1. Die Leistungen vom Staat für das Kurzarbeitergeld gelten zwar als steuerfrei, unterliegen jedoch dem Progressionsvorbehalt. Die Höhe des erhaltenen Kurzarbeitergelds nimmt indirekt Einfluss auf die Summe der zu zahlenden Steuern, da diese bei der Steuerprogression zu berücksichtigen ist. Arbeitnehmer, die im letzten Jahr Leistungen durch Kurzarbeitergeld über 410 € erhielten, sind verpflichtet, eine Steuererklärung beim Finanzamt abzugeben. Unternehmen mit Kurzarbeit sollten unbedingt auf die Auswirkungen von Kurzarbeitergeld auf die Einkommensteuer hinweisen, um den Arbeitnehmern böse Überraschungen zu ersparen.

2. Die höhere Progressionsstufe erhöht den Steuersatz auf das gesamte, zu versteuernde Einkommen, daraus können sich Steuernachzahlungen ergeben. Diese können zwischen 10 und 20 % des Kurzarbeitergelds betragen. Vom Finanzamt wird der Steuersatz für 2009 auf der Basis der Versteuerung von Kurzarbeitergeld ermittelt. Der daraus resultierende höhere Steuersatz wird dann vom gesamten Einkommen gerechnet. Wer ausschließlich steuerfreie Leistungen in einem Kalenderjahr vom Staat bezogen hat, muss diese jedoch nicht versteuern. Dies betrifft die Bezüge von Arbeitslosengeld I, Elterngeld und das Kurzarbeitergeld.

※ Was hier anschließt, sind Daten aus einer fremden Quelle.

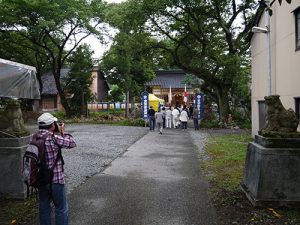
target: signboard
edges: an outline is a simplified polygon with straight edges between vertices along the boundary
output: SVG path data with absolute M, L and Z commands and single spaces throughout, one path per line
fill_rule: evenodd
M 203 119 L 203 94 L 196 94 L 195 95 L 195 104 L 199 109 L 198 119 Z
M 142 92 L 142 118 L 148 119 L 149 94 L 147 91 Z

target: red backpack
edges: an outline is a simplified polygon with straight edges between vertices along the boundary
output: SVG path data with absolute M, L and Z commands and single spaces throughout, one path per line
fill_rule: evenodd
M 58 154 L 53 167 L 48 168 L 45 153 L 46 138 L 47 135 L 38 137 L 34 134 L 23 156 L 23 181 L 27 186 L 27 196 L 30 187 L 36 189 L 52 183 L 53 169 L 61 154 Z

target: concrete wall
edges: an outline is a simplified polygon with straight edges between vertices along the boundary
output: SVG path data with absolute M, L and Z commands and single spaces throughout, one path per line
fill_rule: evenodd
M 300 2 L 282 5 L 276 2 L 271 17 L 272 94 L 281 96 L 286 108 L 295 110 L 294 97 L 300 96 L 300 51 L 295 51 L 295 16 L 292 13 Z M 265 27 L 265 16 L 260 20 Z M 265 34 L 254 33 L 252 55 L 252 134 L 258 132 L 258 102 L 268 95 L 267 39 Z
M 104 78 L 104 74 L 100 70 L 98 70 L 98 92 L 97 92 L 98 101 L 101 102 L 107 99 L 108 91 L 109 88 Z
M 95 68 L 92 71 L 92 77 L 93 77 L 93 82 L 90 86 L 90 90 L 93 93 L 93 95 L 95 95 L 95 97 L 98 98 L 98 96 L 97 96 L 97 93 L 98 93 L 98 70 Z
M 24 199 L 26 188 L 22 168 L 29 136 L 0 138 L 0 196 Z

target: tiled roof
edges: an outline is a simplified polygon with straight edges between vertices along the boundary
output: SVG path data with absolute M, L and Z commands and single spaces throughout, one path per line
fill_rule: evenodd
M 69 71 L 70 69 L 68 68 L 61 69 L 60 79 L 65 78 L 68 75 Z M 58 93 L 52 72 L 47 72 L 43 74 L 42 82 L 43 82 L 42 95 L 56 95 Z
M 184 88 L 183 70 L 157 70 L 156 78 L 146 83 L 146 86 L 160 86 L 161 88 Z M 190 88 L 190 85 L 186 86 Z

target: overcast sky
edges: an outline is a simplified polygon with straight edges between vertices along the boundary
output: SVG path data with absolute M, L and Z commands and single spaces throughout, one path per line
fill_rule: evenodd
M 108 3 L 120 3 L 125 0 L 105 0 Z M 112 32 L 113 33 L 113 32 Z M 90 35 L 87 37 L 85 40 L 83 40 L 83 43 L 87 43 L 91 45 L 91 49 L 94 51 L 93 57 L 95 59 L 100 59 L 103 56 L 103 53 L 109 49 L 109 44 L 108 45 L 102 45 L 100 41 L 93 35 Z

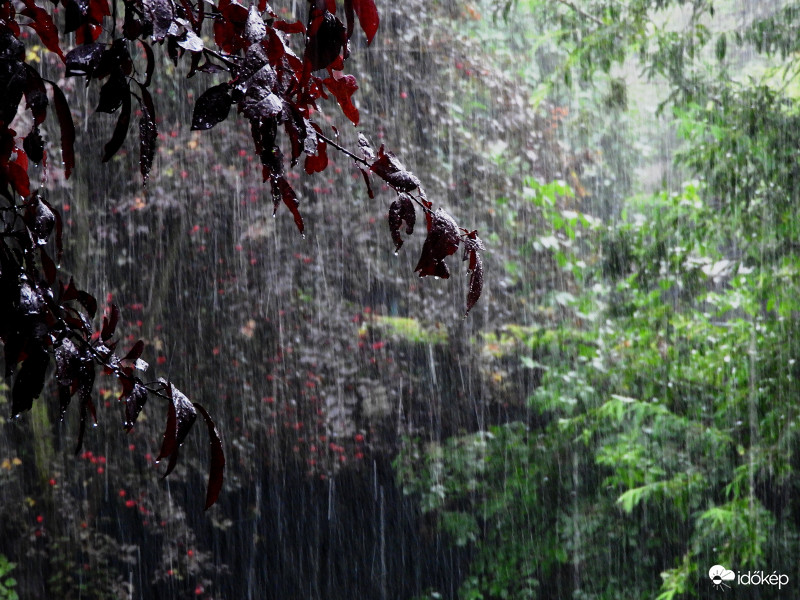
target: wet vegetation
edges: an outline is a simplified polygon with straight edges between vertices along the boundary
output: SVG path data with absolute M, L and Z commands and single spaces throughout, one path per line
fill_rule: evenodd
M 0 598 L 790 597 L 800 5 L 333 4 L 2 5 Z

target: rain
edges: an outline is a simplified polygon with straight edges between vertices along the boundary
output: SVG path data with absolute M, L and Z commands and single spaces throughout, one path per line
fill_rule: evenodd
M 0 598 L 796 597 L 798 27 L 3 3 Z

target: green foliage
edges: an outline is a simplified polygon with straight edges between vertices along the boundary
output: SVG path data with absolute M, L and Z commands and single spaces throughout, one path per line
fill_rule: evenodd
M 733 29 L 728 3 L 513 4 L 558 31 L 573 89 L 633 55 L 666 79 L 694 179 L 602 223 L 572 181 L 525 181 L 560 318 L 491 342 L 535 372 L 530 415 L 409 442 L 401 481 L 473 548 L 462 598 L 704 597 L 713 564 L 797 578 L 800 4 Z M 748 44 L 760 73 L 734 79 Z
M 17 581 L 11 576 L 11 571 L 16 566 L 15 563 L 9 562 L 8 558 L 0 554 L 0 599 L 2 600 L 19 600 L 17 592 L 14 591 Z

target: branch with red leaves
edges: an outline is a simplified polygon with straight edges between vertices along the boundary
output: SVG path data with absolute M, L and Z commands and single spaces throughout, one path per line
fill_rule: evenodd
M 463 260 L 469 261 L 471 272 L 467 313 L 483 287 L 483 245 L 476 231 L 458 227 L 443 209 L 433 209 L 419 179 L 391 151 L 381 146 L 376 153 L 360 136 L 362 156 L 357 156 L 326 136 L 313 119 L 319 110 L 318 102 L 332 97 L 353 125 L 358 125 L 359 112 L 353 103 L 358 84 L 343 69 L 356 23 L 367 43 L 372 42 L 378 30 L 374 0 L 308 0 L 305 23 L 279 18 L 267 0 L 258 0 L 249 8 L 236 0 L 122 0 L 124 14 L 120 22 L 116 19 L 116 4 L 112 11 L 109 0 L 54 2 L 64 8 L 63 23 L 56 24 L 35 0 L 22 0 L 21 4 L 0 2 L 0 89 L 4 90 L 0 97 L 0 202 L 5 203 L 0 206 L 0 311 L 4 315 L 0 340 L 5 350 L 6 376 L 13 379 L 12 413 L 16 416 L 30 409 L 43 389 L 46 370 L 54 357 L 62 412 L 72 396 L 77 394 L 80 400 L 80 448 L 86 421 L 89 416 L 95 417 L 91 395 L 95 366 L 99 365 L 120 381 L 127 430 L 149 396 L 169 400 L 167 430 L 159 454 L 159 458 L 169 458 L 169 473 L 199 412 L 206 420 L 211 439 L 208 508 L 219 493 L 225 462 L 213 421 L 202 406 L 190 402 L 172 383 L 142 382 L 136 375 L 145 366 L 140 359 L 142 342 L 134 344 L 123 357 L 116 356 L 116 342 L 111 340 L 119 310 L 112 305 L 102 329 L 95 331 L 97 301 L 71 280 L 63 283 L 48 251 L 49 246 L 54 246 L 60 260 L 61 217 L 41 194 L 33 191 L 28 167 L 30 162 L 47 166 L 48 148 L 40 125 L 52 102 L 60 127 L 65 176 L 69 178 L 75 164 L 75 127 L 58 85 L 43 79 L 26 62 L 21 28 L 32 29 L 42 45 L 64 62 L 67 77 L 83 77 L 87 85 L 101 82 L 96 110 L 119 115 L 103 148 L 103 162 L 125 143 L 132 105 L 134 100 L 138 102 L 139 168 L 145 185 L 158 138 L 149 92 L 156 67 L 153 46 L 157 44 L 176 64 L 188 56 L 189 77 L 198 72 L 230 74 L 228 81 L 208 88 L 197 99 L 191 127 L 210 129 L 224 121 L 236 105 L 238 113 L 250 124 L 263 181 L 269 182 L 272 191 L 273 210 L 286 205 L 301 233 L 303 217 L 297 194 L 286 176 L 287 162 L 292 168 L 303 158 L 306 173 L 322 172 L 328 167 L 327 148 L 331 146 L 354 160 L 364 175 L 370 198 L 374 197 L 371 175 L 395 191 L 397 197 L 389 206 L 388 220 L 396 250 L 403 245 L 403 223 L 406 235 L 412 234 L 416 209 L 422 210 L 427 236 L 415 269 L 420 277 L 448 278 L 450 271 L 444 261 L 463 248 Z M 19 6 L 23 8 L 17 12 Z M 344 22 L 337 16 L 339 8 Z M 75 34 L 78 45 L 65 53 L 60 36 L 69 33 Z M 101 39 L 104 35 L 108 38 Z M 205 40 L 209 39 L 214 47 L 207 46 Z M 143 72 L 137 70 L 135 65 L 139 63 L 132 52 L 141 52 Z M 52 100 L 48 98 L 48 86 Z M 10 123 L 23 98 L 33 126 L 21 138 Z M 285 141 L 281 140 L 281 131 Z M 288 159 L 283 147 L 289 149 Z

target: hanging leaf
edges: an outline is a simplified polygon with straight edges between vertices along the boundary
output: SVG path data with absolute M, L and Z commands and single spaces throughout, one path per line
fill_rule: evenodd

3. Um hohe Steuernachzahlungen zu vermeiden oder möglichst gering zu halten, raten die Experten der ARAG zu einer individuellen Steuerberatung – insbesondere für gemeinsam veranlagte Ehepaare, für die die Nachzahlungen in einer Höhe von mehreren Hundert Euro liegen könnten. Das Finanzamt erfährt die Höhe des ausgezahlten Kurzarbeitergelds automatisch mit der Lohnsteuerbescheinigung vom Arbeitgeber. Dieses muss im Formular der Steuererklärung auf der Anlage N unter Position 25 eingetragen werden.